The data used for this project can be categorized in two groups: exposure and susceptibility. Exposure considers weather-related factors, such as levels of precipitation and temperature. I pulled this information from CDIAC. I then used the National Oceanic and Atmospheric Administration (NOAA) to find all major weather events and merged this with FEMA's database of declarations to find those events that were declared disasters. The second category of data is susceptibility, which relates to socioeconomic factors and quality of infrastructure, with data being used from the Census and the American Community Survey.
I ran several types of classification models, including logistic regression, random forest, and gradient boosting trees. Because FEMA-declared disasters make up only 3-4% of the dataset, I oversampled with a 1:1 ratio for both the training and final holdout datasets. Gradient boosting trees performed the best so I used gridsearch to finalize the parameters for the model.
On the holdout set, the model performed well with a recall score of 88%. In this case, recall is an important parameter because it is better to ensure that all disasters are captured. The important features were per capita income, average temperature during the event, percentage minority, and percentage rural.
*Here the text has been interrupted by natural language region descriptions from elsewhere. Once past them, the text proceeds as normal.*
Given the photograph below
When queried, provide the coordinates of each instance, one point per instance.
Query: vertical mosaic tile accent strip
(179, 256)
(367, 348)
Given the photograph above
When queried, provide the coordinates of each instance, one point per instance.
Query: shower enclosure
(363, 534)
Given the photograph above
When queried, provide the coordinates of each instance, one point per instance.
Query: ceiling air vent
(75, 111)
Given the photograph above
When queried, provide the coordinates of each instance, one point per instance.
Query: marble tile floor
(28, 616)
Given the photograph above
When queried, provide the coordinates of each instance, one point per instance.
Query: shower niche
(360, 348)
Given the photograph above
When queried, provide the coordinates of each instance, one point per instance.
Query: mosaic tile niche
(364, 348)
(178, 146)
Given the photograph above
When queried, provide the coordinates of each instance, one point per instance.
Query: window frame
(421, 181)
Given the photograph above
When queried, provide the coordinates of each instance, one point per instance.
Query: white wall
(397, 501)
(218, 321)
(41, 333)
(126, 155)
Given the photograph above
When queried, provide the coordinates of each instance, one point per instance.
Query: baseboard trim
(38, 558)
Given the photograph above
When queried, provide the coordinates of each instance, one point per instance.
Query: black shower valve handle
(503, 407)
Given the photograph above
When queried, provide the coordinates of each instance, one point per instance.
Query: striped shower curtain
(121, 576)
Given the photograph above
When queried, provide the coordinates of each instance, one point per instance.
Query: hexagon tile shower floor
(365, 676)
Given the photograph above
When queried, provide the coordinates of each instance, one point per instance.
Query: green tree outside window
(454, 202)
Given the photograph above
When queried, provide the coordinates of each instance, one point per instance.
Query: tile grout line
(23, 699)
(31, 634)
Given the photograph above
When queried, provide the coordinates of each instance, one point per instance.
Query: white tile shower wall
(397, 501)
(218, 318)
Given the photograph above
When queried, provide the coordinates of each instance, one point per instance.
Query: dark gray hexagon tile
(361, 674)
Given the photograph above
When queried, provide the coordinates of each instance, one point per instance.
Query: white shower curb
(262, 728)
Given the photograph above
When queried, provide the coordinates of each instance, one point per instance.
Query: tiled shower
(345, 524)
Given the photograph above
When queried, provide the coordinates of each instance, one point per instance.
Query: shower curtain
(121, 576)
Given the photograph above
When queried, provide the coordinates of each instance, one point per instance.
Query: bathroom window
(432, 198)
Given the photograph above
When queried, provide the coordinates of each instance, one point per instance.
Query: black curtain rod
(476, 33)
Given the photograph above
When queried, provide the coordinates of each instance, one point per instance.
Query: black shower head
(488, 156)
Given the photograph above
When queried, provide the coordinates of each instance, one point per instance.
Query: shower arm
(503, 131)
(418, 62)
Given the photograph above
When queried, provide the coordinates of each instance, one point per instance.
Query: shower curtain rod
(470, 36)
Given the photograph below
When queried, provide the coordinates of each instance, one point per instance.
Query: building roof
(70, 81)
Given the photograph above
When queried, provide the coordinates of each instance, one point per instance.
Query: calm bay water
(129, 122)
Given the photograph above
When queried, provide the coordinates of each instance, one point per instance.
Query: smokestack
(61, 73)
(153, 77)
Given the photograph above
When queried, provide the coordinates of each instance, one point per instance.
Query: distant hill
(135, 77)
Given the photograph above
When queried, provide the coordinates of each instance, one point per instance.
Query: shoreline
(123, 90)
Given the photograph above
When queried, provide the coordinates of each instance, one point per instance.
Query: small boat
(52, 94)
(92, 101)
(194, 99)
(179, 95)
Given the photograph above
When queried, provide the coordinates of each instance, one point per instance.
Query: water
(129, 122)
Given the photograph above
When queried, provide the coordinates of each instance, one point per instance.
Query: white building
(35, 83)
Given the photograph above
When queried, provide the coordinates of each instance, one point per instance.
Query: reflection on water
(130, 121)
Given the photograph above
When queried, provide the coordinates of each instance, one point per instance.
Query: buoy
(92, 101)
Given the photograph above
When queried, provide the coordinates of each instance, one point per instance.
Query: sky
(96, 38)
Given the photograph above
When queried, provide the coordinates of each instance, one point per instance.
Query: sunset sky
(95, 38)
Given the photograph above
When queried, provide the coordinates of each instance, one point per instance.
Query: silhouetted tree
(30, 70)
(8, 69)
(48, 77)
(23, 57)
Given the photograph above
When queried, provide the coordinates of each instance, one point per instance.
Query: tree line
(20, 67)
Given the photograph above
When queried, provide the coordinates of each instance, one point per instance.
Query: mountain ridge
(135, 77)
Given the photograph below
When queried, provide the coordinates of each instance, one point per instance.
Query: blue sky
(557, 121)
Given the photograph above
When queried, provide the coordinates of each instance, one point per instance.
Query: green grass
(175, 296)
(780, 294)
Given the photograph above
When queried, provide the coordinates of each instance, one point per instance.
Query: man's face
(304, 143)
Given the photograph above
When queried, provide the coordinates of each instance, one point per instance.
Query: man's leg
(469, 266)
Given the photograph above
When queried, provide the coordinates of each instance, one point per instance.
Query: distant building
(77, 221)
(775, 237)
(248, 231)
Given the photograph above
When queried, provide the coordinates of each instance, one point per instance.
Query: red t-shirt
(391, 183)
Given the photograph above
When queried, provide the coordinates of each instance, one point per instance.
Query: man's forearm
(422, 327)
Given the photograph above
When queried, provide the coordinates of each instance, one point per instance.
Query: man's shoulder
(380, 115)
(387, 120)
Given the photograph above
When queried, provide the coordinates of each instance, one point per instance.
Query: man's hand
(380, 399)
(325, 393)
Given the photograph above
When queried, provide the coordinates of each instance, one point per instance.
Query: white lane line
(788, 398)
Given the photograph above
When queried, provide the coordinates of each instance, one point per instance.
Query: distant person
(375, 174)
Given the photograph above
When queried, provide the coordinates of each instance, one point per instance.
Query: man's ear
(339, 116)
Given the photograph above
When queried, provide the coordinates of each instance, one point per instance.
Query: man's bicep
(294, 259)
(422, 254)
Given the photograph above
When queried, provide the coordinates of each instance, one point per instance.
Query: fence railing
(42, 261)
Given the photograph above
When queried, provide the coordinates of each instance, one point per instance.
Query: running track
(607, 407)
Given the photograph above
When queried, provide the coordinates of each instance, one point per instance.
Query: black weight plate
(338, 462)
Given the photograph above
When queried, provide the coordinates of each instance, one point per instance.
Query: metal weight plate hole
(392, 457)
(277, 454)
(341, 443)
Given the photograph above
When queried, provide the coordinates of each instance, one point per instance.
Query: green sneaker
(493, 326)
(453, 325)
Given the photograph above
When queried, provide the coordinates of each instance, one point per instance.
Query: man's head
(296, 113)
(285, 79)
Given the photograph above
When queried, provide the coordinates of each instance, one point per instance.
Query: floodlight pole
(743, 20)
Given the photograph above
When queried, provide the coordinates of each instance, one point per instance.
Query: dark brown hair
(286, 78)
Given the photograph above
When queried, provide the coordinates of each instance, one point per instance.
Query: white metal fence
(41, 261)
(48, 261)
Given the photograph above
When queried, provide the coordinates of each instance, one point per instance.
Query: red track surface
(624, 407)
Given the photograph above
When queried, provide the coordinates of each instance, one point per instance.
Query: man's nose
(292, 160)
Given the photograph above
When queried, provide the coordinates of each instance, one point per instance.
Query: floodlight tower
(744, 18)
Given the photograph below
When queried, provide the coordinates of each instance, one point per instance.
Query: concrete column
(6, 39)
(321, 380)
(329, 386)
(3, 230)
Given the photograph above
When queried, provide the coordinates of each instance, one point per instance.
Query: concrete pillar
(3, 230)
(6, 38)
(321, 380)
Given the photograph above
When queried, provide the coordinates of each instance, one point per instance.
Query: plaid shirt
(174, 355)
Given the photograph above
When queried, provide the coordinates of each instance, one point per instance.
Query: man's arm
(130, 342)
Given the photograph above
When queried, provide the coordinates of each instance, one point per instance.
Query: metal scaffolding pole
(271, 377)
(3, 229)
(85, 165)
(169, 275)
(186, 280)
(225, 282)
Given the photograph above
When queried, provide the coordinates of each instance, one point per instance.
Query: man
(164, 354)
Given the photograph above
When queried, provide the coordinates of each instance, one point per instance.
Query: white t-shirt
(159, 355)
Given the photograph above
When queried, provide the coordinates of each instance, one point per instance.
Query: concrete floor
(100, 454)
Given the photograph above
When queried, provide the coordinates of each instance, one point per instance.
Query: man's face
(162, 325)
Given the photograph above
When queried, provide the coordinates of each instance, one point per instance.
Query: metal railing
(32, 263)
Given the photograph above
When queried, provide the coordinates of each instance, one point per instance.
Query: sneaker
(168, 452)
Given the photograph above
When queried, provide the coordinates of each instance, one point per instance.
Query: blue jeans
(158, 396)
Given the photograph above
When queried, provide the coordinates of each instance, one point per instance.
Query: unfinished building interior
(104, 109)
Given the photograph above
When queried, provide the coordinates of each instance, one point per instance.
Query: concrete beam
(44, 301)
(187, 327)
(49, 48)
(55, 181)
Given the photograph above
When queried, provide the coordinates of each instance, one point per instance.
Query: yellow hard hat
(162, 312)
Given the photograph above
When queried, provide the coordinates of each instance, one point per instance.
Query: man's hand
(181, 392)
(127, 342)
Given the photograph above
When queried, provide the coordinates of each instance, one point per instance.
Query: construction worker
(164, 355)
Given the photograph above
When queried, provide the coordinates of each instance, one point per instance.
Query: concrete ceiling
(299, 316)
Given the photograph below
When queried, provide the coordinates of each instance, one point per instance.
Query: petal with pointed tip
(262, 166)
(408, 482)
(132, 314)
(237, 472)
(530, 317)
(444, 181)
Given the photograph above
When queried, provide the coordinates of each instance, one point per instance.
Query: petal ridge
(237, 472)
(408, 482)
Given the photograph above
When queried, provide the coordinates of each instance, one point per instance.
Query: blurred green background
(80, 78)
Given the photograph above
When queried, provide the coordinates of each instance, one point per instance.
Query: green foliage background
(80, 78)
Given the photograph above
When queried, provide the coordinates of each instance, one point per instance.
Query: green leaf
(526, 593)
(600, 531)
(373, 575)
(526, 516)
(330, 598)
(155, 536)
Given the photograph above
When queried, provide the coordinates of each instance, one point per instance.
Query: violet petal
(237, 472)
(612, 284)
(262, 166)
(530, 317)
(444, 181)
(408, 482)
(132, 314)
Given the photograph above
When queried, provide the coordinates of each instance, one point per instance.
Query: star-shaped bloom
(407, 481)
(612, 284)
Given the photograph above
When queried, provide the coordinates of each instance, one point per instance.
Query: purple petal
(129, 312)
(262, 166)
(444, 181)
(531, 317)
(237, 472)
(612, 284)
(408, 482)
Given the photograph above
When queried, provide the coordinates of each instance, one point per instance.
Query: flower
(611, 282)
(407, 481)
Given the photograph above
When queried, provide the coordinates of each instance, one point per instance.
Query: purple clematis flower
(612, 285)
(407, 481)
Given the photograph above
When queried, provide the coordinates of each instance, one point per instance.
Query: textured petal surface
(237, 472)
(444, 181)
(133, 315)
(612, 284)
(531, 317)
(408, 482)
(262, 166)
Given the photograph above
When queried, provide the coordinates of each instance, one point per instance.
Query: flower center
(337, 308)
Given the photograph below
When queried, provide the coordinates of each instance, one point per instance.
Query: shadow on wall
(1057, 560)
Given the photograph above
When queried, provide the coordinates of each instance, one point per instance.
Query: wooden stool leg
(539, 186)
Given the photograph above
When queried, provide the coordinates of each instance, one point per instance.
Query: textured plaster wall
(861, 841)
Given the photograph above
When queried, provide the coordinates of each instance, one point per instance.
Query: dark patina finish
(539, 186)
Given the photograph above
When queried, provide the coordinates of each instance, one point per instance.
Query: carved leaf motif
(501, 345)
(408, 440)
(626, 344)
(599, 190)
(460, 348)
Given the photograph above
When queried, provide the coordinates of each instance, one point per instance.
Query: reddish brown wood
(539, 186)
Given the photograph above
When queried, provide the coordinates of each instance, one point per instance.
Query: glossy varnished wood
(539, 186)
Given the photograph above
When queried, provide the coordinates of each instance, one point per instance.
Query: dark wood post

I created a d3 map showing the locations of the weather events and color-coding by whether the event was FEMA-declared.
Unsurprisingly, demographics was the most important in predicting a FEMA declaration. However, it might be interesting to break down this analysis by region to hone in on other factors. It would also be interesting to see whether this could be used to forecast declarations given weather predictions for a county. Expanding the dataset to include historical data would also help to identify shifts in trends of weather events, but also to show whether counties that receive aid are able to rebound and better prepare for future storms.